W razie jak by łącze zawiodło wynik poszczególnego posła pamiętał by miniserwer. Spytacie co by to dało…
Ograniczenie kosztów utrzymania sejmu i senatu
Zmniejszenie kurewstwa między posłami
Zwiększenie kontaktu z wyborcami(co z tego że biura są jak posła w nich czasem całą kadencję nie widać)
Ograniczenie spadochroniarzy(poseł musiał by w swoim powiecie być wybieranym bo inaczej dojazdy)
Ograniczenie kosztów lotów posłów
Zwiększenie kontroli nad posłami(nie pojawisz się w biurze znaczy nie pracujesz
Brak możliwości przekrętów typu poseł zamknięty w windzie. Nie liczmy Kaczora ten zawsze może sraczki dostać
Całkowite ograniczenie bójek w sejmie
Ukłon w stronę Pawłowicz… można by było sałatkę wpierdalać(wiem już nie jest posłanką)

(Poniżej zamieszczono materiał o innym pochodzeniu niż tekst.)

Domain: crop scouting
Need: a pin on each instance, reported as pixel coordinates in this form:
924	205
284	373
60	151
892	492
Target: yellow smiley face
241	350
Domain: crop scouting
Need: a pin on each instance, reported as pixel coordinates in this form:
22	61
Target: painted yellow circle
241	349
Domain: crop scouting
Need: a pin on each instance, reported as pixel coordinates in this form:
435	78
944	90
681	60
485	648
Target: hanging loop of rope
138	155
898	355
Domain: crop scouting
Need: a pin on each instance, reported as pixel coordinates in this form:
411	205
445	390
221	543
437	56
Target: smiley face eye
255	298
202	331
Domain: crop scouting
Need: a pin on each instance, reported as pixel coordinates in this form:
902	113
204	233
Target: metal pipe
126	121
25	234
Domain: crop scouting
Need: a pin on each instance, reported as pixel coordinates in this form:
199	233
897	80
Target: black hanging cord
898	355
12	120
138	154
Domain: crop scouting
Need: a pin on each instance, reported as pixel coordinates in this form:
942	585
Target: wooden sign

Możliwość natychmiastowego sprawdzenia wyników głosowania przez obywateli
I wiele innych zalet.
w okresie lockdownu w Hiszpanii te metode stosowano.
obecnie taz czesc poslow tak glosuje.
ale polowa zabawy by sie skonczyla - w przypadku osobistego uczestnictwa mozna popatrzec jak pieknie politycu sobie skacza do oczu, a ekrany tego nie zastapia.
bo ja wiem?
wiecej oszczednosci by przyniosla likwidacja Kancelarii Prezydenta, ktorej utrzymanie kosztuje zdaje sie wiecej niz pensja hiszpanskiej rodziny krolewskiej
Maria inteligentna byla i elegancka.
ja Ci powiem, ze Komorowska tez fajna kobita, moze troche jej za duzo jest, ale przy dobrym wizażyście cos by sie z niej dalo zrobic, szkoda ze nie chciala. Jola to taka nowobogacka troche, ale gustu jej odmowic nie mozna.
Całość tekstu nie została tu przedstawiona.